Member-only story
Bagging Tutorial — Classify Higgs Boson Particles With AI
A practical guide to ensemble learning with hands-on Python code

Bagging is a meta-algorithm from the ensemble learning paradigm where multiple models (often termed “weak learners”) are trained to solve the same problem and combined to get better results.
With bagging, we build the same model on multiple bootstraps from the data and combine each model’s prediction to get an overall classification.
In this article, I will walk you through a practical example in physics and explain how bagging works for classifying Higgs bosons (controversially called the “God particle”).
I use a small subset of the HIGGS dataset in the UCI machine learning repository. This 2014 paper contains further details about the data.
Each row represents an experiment of colliding beams of protons at high energy. The class column differentiates between collisions that produce Higgs bosons (value 1) and collisions that produce only background noise (value 0). We are interested in predicting the class using the bagging technique.
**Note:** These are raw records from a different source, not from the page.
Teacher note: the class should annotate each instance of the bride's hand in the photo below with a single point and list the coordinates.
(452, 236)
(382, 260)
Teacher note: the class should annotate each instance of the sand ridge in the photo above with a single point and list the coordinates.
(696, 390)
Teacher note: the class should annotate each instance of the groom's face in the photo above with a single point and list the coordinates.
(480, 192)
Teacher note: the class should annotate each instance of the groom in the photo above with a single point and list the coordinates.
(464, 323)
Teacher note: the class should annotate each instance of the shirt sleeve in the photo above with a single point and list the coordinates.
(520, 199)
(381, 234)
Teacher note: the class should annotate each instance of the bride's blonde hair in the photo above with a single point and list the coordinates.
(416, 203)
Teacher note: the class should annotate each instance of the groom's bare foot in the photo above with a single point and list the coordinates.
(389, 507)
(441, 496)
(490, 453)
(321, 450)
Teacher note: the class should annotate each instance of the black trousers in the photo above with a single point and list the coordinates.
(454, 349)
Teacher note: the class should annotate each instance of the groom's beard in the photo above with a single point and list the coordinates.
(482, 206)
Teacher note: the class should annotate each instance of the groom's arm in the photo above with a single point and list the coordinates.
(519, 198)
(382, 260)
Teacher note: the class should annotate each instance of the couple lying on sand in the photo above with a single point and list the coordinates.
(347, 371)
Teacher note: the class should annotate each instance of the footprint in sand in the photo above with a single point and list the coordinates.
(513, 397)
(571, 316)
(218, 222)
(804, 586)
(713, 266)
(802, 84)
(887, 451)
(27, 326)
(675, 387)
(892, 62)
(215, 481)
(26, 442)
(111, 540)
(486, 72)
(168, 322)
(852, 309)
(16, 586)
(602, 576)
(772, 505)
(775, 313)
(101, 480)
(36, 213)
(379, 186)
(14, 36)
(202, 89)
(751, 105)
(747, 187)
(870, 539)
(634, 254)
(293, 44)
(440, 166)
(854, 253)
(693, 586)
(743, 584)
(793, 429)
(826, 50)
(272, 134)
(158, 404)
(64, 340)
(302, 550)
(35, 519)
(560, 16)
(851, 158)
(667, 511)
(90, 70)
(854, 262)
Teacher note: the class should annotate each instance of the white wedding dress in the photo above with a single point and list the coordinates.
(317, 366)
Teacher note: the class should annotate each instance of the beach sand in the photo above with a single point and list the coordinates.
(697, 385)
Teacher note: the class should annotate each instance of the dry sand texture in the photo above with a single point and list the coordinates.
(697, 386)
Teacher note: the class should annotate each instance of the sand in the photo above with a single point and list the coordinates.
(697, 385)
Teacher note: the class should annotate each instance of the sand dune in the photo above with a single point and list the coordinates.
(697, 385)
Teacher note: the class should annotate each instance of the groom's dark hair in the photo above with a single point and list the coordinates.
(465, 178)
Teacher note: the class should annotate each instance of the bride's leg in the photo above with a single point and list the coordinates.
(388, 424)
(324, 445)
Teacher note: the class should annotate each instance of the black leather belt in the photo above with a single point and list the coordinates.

Classification With Decision Tree
Let's start with a full classification tree that would split the training data until each leaf contains a single observation. This tree would achieve a perfect classification of the training observations and the bias would be 0
(misclassification error on training).
In other words, the full tree would overfit training data. Such a tree would be very sensitive because little changes to the training observations would cause the predicted classes to change significantly. This means the model variance would be very high.